Gesta olvidada De cómo Blas de Lezo resistió y acabó con los ingleses en el Nuevo Mundo

La guerra de la oreja de Jenkins

  • El autor recuerda en este artículo la derrota que los marinos españoles infligieron a la flota de Lord Vernon en el Caribe en el siglo XVIII, cuando Inglaterra atacó con una flota superior a la Armada Invencible

Tengo que reconocer, sin ningún rubor, que la primera vez que oí mencionar la Guerra de la Oreja de Jenkins quedé sorprendido. No sólo por lo extraño del nombre, sino porque no acertaba a explicarme cómo era posible que una guerra entre España e Inglaterra fuese tan desconocida. Pregunté a diferentes personas por aquel episodio, y todas manifestaron no haber oído jamás hablar de semejante conflicto bélico.

Si España ha tenido un enemigo perpetuo, ése ha sido la pérfida Albión: Inglaterra. El país que nombraba lores a los piratas que más barcos españoles apresaban. Con esa actividad, Inglaterra no paraba de distorsionar nuestro tráfico de mercancías, a la vez que se enriquecía de forma gratuita. En esa ocupación, es decir, dedicado al corso y al contrabando, se encontraba Robert Jenkins en el año 1731, navegando por aguas del Caribe a bordo de su velero Rebbeca, a la caza y captura de los galeones españoles que volvían de las Indias cargados de especias, tabaco, maíz, cacao, plata, oro y cuantas otras maravillas se encontraban generosamente en el nuevo continente.
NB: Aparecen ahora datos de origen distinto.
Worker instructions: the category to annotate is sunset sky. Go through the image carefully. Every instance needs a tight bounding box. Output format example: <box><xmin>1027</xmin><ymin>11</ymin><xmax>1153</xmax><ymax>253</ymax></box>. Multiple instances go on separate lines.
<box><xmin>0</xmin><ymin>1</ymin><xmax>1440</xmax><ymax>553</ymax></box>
A pesar de las concesiones para negociar con esclavos que Gran Bretaña había conseguido tras la Paz de Utrech, los piratas británicos continuaban asediando nuestros galeones, llegándose a una situación caótica, hasta el extremo de que barcos, financiados por los propios Cargadores a Indias, realizaban tareas de guardacostas para ahuyentar a los piratas británicos.

Uno de estos guardacostas era capitaneado por un marino llamado Julio León Fandiño, hombre bravo y aguerrido, curtido en muchas batallas, el cual, ese año de 1731 persiguió y capturó, frente a las costas de Florida al Rebecca y a su capitán Robert Jenkins.

Fandiño pretendió dar un escarmiento al inglés y para eso lo ató al mástil de su propio barco y de un certero tajo con su espada le cortó una oreja. Luego se impuso la gallardía y la benevolencia española y en vez de rematarlo, como sin duda él hubiera hecho, lo dejó marchar después de desarmar y saquear su barco.

Siete años después de este incidente, Jenkins se presentó ante la Cámara de los Comunes y exhibiendo en un cofre los restos de lo que decía fue su oreja, relató la aventura seguramente aderezada a su conveniencia. Contó Jenkins que el español, después de cortarle la oreja, había dicho: "Ve y dile a tu rey que lo mismo le hago si a lo mismo se atreve". La oposición forzó al gobierno a pedir una indemnización de 95.000 libras, a lo que España se negó y acabó por declararnos la guerra. Así empezó lo que, más tarde, los tiempos y el orgullo británico, se empeñaron en ocultar, pero que por su trascendencia merece ser conocido.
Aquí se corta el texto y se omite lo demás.